The clinic is called Good Intentions LLC, and is operated by Dr. Brian Murray, a general practice physician, and Tammy Jacobi, a registered nurse. The duo previously launched a similar clinic in Michigan.
Murray and Jacobi are putting roots down in response to The Compassionate Use of Medical Cannabis Pilot Program Act. Gov. Pat Quinn signed the law on August 1. However, the medical marijuana law does not take effect until January 1 of next year. Furthermore, Illinois citizens will not be able to legally purchase the medicine until mid-2014.
Jacobi stated Good Intentions opened so far in advance, in part just to inform people about the program. Likewise, she explain that the clinic will build the "bona fide physician-patient relationships" that the law requires. She said:
We're going to be establishing relationships with our doctor. We're encouraging patients to contact primary doctors first but we want people to know that we're here, they can talk to us, find out if medical marijuana may be right for them.

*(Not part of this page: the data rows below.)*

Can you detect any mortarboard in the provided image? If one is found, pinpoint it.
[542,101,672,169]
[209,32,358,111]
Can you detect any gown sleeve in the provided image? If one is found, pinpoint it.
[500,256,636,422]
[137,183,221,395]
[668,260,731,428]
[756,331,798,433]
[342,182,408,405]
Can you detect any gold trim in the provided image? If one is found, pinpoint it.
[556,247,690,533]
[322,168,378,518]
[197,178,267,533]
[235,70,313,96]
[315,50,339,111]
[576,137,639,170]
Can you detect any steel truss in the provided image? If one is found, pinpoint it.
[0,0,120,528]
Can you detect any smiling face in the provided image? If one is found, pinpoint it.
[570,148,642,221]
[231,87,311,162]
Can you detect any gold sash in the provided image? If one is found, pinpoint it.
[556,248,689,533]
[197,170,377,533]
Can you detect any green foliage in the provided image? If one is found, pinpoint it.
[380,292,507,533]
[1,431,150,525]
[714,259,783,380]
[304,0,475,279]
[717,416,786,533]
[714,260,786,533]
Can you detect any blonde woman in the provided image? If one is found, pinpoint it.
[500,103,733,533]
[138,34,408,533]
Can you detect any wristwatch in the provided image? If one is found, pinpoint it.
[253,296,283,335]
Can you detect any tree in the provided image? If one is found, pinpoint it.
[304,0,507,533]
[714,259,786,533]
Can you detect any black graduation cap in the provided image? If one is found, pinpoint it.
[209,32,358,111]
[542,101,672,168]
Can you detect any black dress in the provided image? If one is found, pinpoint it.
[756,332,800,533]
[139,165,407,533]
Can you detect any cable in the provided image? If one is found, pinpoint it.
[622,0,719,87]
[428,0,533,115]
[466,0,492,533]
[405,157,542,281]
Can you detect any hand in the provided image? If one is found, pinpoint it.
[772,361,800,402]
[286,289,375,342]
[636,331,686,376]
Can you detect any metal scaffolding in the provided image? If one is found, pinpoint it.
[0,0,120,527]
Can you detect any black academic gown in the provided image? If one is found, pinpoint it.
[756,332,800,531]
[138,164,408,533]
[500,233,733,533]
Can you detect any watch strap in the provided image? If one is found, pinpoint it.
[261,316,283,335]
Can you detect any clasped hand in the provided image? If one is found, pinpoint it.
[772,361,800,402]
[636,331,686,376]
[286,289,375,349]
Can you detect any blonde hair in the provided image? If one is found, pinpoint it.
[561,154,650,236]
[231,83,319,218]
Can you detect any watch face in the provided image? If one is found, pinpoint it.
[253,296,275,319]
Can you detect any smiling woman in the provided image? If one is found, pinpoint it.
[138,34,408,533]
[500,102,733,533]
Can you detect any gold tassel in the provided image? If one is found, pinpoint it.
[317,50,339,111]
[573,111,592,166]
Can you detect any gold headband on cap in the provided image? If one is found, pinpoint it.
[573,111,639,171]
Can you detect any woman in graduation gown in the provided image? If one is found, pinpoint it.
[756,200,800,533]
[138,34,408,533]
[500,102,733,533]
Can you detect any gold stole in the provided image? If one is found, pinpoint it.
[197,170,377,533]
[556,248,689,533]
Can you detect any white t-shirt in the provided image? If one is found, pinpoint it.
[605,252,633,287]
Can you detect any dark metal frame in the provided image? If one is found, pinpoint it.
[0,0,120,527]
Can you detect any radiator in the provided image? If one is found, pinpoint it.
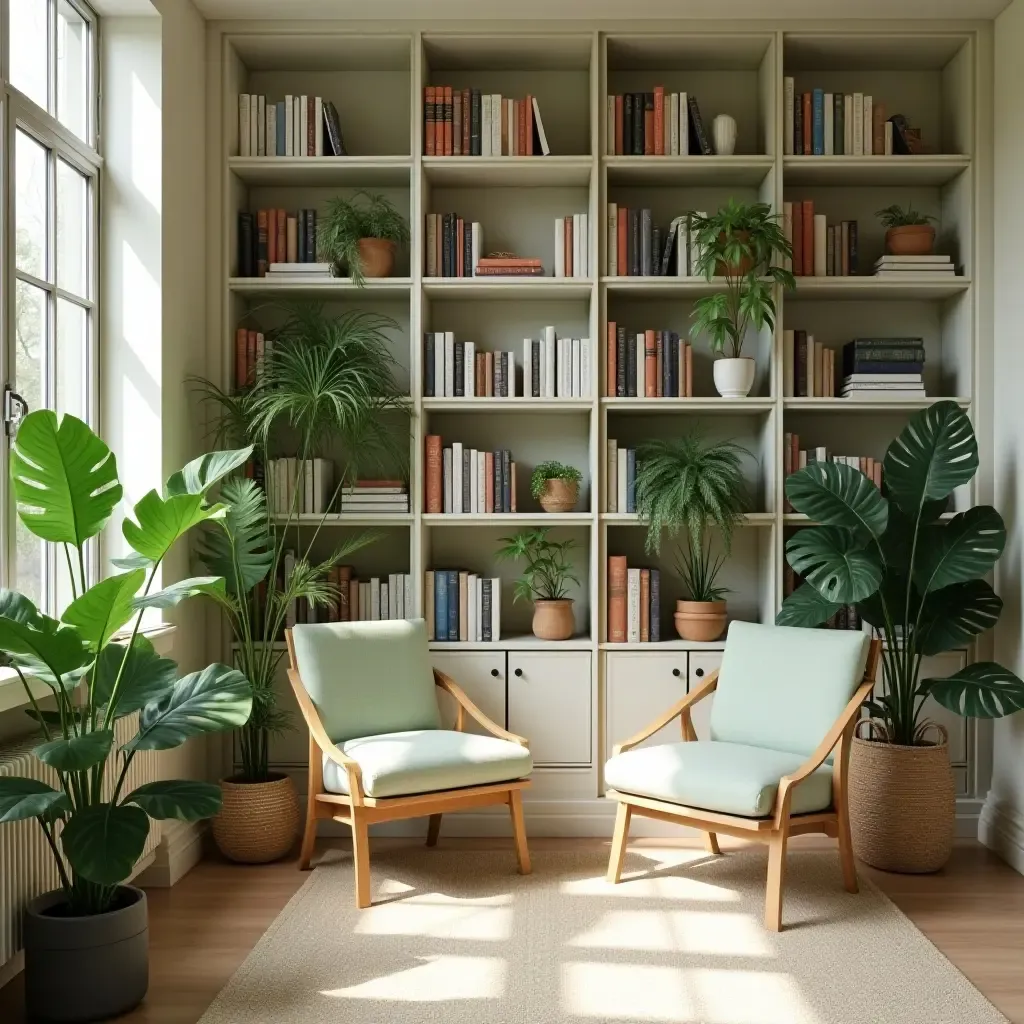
[0,714,160,967]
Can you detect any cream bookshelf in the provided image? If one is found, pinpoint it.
[210,22,988,834]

According to WGNTV, a local station, Good Intentions has received "over 700 calls over the last couple of days."
"None asked to buy marijuana on the spot," said Daniel Reid, a spokesman for the company. "But some who walked into the office Wednesday simply had questions about the law or wanted to find out how to open a distribution center."

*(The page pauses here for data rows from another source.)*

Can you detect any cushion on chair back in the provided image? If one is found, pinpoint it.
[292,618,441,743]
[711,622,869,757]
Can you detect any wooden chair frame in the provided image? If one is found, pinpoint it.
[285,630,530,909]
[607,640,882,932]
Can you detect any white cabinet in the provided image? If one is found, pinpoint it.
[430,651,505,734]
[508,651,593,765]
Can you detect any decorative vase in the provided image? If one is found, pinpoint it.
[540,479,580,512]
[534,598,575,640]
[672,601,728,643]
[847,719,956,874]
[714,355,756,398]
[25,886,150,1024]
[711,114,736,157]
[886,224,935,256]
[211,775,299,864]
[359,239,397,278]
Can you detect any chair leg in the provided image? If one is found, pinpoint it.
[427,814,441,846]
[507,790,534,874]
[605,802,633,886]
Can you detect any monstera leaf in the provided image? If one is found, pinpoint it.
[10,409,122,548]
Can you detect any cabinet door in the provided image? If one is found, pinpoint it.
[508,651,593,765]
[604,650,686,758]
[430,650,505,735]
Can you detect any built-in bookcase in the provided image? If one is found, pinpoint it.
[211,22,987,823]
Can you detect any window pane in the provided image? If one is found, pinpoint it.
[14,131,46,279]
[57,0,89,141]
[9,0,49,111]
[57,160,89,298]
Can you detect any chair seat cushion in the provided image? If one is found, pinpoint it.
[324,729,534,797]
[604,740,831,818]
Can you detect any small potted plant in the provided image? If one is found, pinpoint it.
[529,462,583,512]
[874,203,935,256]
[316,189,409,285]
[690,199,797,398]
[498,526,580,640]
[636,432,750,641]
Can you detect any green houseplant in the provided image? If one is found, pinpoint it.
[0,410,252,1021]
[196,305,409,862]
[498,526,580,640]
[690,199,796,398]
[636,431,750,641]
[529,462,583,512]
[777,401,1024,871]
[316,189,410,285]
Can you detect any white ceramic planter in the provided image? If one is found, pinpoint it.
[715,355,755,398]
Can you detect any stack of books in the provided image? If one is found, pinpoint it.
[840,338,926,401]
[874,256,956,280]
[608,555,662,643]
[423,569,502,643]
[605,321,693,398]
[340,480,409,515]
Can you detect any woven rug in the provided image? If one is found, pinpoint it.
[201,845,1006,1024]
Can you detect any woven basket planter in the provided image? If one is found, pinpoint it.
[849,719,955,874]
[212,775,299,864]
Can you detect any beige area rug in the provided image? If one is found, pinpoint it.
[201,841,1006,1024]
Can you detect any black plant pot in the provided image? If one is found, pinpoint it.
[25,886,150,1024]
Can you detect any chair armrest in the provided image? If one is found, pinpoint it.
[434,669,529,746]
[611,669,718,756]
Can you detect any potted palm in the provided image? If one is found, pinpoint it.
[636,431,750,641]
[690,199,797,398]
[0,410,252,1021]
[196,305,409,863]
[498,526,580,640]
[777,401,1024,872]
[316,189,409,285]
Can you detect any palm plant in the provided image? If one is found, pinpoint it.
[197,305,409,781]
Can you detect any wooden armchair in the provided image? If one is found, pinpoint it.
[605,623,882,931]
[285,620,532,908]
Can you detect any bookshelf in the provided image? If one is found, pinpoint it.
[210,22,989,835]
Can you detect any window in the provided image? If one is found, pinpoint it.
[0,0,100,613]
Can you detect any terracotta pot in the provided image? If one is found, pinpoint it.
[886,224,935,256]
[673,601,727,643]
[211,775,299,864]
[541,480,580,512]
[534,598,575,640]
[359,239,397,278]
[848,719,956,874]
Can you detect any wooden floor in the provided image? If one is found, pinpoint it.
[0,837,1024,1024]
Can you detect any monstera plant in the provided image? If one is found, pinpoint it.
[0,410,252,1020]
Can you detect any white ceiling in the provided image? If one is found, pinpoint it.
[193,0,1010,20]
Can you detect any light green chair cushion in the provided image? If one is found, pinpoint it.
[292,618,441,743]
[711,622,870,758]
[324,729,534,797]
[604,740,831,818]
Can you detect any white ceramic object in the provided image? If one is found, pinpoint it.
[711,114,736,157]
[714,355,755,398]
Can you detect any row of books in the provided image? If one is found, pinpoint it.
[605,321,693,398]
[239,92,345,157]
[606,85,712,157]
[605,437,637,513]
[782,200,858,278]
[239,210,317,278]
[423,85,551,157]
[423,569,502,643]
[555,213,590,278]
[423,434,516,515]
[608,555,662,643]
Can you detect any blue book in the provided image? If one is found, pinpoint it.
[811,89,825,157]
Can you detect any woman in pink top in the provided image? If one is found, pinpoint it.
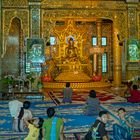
[127,85,140,103]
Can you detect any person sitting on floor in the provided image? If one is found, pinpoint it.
[62,82,73,103]
[24,118,44,140]
[84,110,109,140]
[127,85,140,103]
[113,108,133,140]
[84,90,100,116]
[42,107,63,140]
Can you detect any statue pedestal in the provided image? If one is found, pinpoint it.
[55,71,91,82]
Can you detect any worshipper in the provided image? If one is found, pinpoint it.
[127,85,140,103]
[42,107,63,140]
[24,118,44,140]
[62,82,73,103]
[84,111,109,140]
[9,100,32,132]
[9,99,23,131]
[113,108,133,140]
[18,101,32,132]
[84,90,100,116]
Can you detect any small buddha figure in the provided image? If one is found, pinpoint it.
[65,38,78,62]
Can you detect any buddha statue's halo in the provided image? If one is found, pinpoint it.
[66,35,75,44]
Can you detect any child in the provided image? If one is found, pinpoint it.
[24,118,44,140]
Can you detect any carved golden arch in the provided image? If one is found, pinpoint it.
[51,19,86,59]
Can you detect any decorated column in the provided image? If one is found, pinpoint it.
[113,21,122,87]
[97,20,102,75]
[29,0,41,38]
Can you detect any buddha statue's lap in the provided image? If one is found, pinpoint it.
[65,39,78,62]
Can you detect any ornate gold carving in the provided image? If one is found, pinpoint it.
[2,0,28,7]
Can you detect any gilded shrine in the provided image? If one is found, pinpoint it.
[0,0,140,89]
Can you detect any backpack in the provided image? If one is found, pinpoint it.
[84,122,100,140]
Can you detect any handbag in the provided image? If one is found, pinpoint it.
[84,122,100,140]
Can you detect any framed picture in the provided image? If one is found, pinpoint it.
[127,39,140,62]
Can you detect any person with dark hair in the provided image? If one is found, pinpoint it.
[113,108,133,140]
[42,107,63,140]
[18,101,32,131]
[84,90,100,116]
[62,82,73,103]
[9,99,23,132]
[85,111,109,140]
[24,118,44,140]
[127,85,140,103]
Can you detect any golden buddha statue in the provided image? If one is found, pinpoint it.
[65,38,78,62]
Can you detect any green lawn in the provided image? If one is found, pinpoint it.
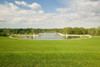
[0,37,100,67]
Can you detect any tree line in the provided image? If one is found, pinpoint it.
[0,27,100,36]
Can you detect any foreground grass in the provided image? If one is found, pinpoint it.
[0,37,100,67]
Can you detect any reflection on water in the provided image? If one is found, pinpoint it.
[20,33,79,40]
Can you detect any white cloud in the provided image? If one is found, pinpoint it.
[56,8,72,13]
[15,1,41,9]
[0,0,100,28]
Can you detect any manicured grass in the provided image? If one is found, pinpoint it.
[0,37,100,67]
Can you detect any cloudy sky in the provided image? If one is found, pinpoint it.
[0,0,100,28]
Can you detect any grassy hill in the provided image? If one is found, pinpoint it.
[0,37,100,67]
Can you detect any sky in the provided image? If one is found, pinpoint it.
[0,0,100,28]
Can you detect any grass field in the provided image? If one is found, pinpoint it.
[0,37,100,67]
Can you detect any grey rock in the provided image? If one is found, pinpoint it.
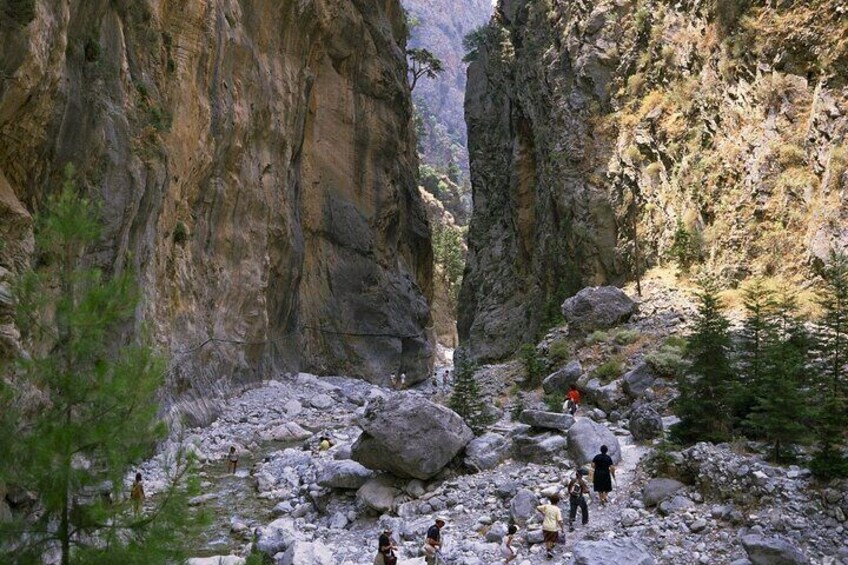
[574,539,655,565]
[562,286,636,333]
[465,432,512,471]
[509,489,539,526]
[742,535,809,565]
[542,361,583,394]
[351,394,474,480]
[630,405,663,441]
[317,459,374,490]
[356,475,400,513]
[277,541,337,565]
[568,418,621,465]
[642,478,684,508]
[622,362,657,399]
[521,410,574,432]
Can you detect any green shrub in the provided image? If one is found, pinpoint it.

On whether or not Good Intentions will ever actually be able to distribute the medicine, Dr. Murray told the Chicago Tribune, "that's up to the state." Currently, the company cannot issue prescriptions themselves, but instead medical cards, which act as recommendations for prescriptions.
The Illinois law will allow patients to receive up to 2.5 ounces every 2 weeks from a dispensary, but only for a list of 40 conditions, "including HIV, AIDS, cancer and other diseases. It is far more restrictive than laws in some other states, which allow use of the drug for catch-all categories like chronic pain," writes the Tribune.
Strictness seems to be a deliberate aspect of the law. "We've seen abuse in other states, particularly in California, so there's a lot of restrictions in there to pacify the more conservative, cautious members of the legislature," according to political analyst Laura Washington.